Writing for Vox, Eric Levitz makes clear that “The reality is if all registered voters had turned out, then Donald Trump would’ve won the popular vote by 5 points [instead of 1.7 points]. So, I think that a ‘we need to turn up the temperature and mobilize everyone’ strategy would’ve made things worse.”

This is but one stunning conclusion Levitz arrived at after interviewing David Shor, who Levitz hails as maybe “the most influential data scientist in the Democratic Party”:

The Democratic firm Blue Rose Research recently synthesized such data into a unified account of Kamala Harris’s defeat. (Blue Rose Research did ad testing for Future Forward, the largest PAC supporting Harris, which had disputes on strategy with the campaign itself.) Its analysis will command a lot of attention. Few pollsters boast a larger data set than Blue Rose — the company conducted 26 million voter interviews in 2024. And the firm’s leader, David Shor, might be the most influential data scientist in the Democratic Party.

Shor presented Levitz with a ton of fascinating that should come as not just a bitter pill for Democrats, but a whole bottle full of them.. Levitz writes:

The reality is that these things always tend to move in the same direction — parties that lose ground with swing voters tend to simultaneously see worse turnout.

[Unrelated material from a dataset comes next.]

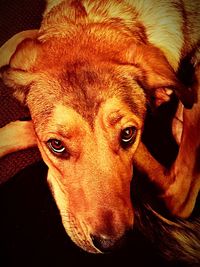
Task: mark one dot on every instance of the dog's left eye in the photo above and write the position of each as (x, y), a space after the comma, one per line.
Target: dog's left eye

And for a simple reason. There were a lot of Democratic voters who were angry at their party last year. And they were mostly moderate and conservative Democrats angry about the cost of living and other issues. And even though they couldn’t bring themselves to vote for a Republican, a lot of them stayed home. But basically, their complaints were very similar to those of Biden voters who flipped to Trump.

The reality is if all registered voters had turned out, then Donald Trump would’ve won the popular vote by 5 points [instead of 1.7 points]. So, I think that a “we need to turn up the temperature and mobilize everyone” strategy would’ve made things worse.

Screenshot from Vox.com

The interview offers insight from a Democratic pollster’s point of view, and also included the finding that TikTok consumers trended Republican.